Sunday 15 June 2014

Trinity Sunday Breathing Space : Into the mystery


This morning in our All Age Worship we talked about the things we didn’t know, the mysteries that bothered us. I asked people to write down a question that they would like to ask God if they could, and we stuck them on the question marks you see hanging from the chandelier.

It didn’t surprise me to find that the questions were very varied, and some of them quite poignant. There were some questions of course that were about purely theological or scientific things – what is infinity? what is it like in heaven? But there were a lot of questions that were clearly rooted in people’s personal lives - why can’t I get a job that pays enough to live on? why do so many in my family suffer? Some of the questions might have answers, even if we don’t happen to know them, but others are the kind of things that will always be mysteries. We can never know, for example, what it is like to be someone else, and we never will do.
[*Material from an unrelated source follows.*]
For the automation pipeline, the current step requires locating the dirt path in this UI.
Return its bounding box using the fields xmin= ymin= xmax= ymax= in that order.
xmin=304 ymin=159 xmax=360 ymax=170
Most people like a mystery, but only as long as the mystery is eventually solved. That’s what detective stories play into. We know that at the end we’ll find out whodunit, and that the clues will have been there if we had eyes to see them. Real life isn’t like that though, and that can make us feel profoundly disturbed. We like to feel we have life under control.

I was once asked by a woman I knew to talk to her daughter, who was about 6. There had been a complicated bereavement in the family, and the child seemed to be really struggling with it. As this child told me about it she told me about the moment when she’d watched her mum answer the phone and receive the news of the death. “What happened then?” I asked. Mum had started to cry, she said, so she had fetched her a glass of water. “That was kind – why did you do that?” “Because I thought it would make Mummy better”. “And did it?” I asked. “No” she said, sadly.
And that was what was troubling her. She had wanted to make it better, and she couldn’t.
I took her small hands and laid them on top of mine. “Whose hands are bigger?”, I asked. “Yours are”. “Why’s that?” “Because you are a grown up.” I explained that some things were too big for little hands to hold, and sometime it needed a grown up to sort things out.  It was a difficult thing to make her mummy feel better, and it wasn’t surprising that she couldn’t do it. But what about the things, I wondered which even grown ups couldn’t sort out. I asked how big God’s hands might be. She spread out her arms as wide as she could – “As big as this!” she said. So maybe, we decided there were things we would just have to put into God’s hands to sort out, the hands of the one who has “measured the waters in the hollow of his hand, and marked off the heavens with a span.”

That conversation seemed to do the trick. It helped her to come to terms with the fact not only that she couldn’t sort out the woes of the world, but that she didn’t have to, and I’ve never forgotten it, because I know I need to remember that myself from time to time.

Today is Trinity Sunday, a day for contemplating mysteries too big to get our heads around. Theologians have tried to explain how God could be three and one at the same time, but to be frank their explanations have never and will never really get it sorted out satisfactorily. That’s because in a way we start from the wrong end with this conundrum. We start with the doctrine and then try to explain it. The early Christians though, started with experience. They had always believed in a Creator God – a loving parent. Then they met Jesus, and in him they felt they were meeting God himself. Then, when Jesus was no longer with them, they encountered this mysterious experience called the Holy Spirit, which made them feel as if Jesus himself, God himself, were close to them “Lo, I am with you to the end of the age,” said Jesus, and that’s how it felt. These experiences were different, and yet the same. But there was only one God – that was fundamental to their understanding – so how could this be? What had happened to God when Jesus lay dead in the tomb? Was God dead too? Was a third of him dead? Press any human explanation too far and it breaks down. Our experiences are true and real, but try to put them into words and we come unstuck.

The Christian belief in the Trinity then, whatever else it is, is a reminder that God is bigger than we are. It gives us permission to be baffled, to accept that we always will be. It gives us permission not to feel we have to solve all the problems of the world, but to leave them in the only hands that are big enough to hold them.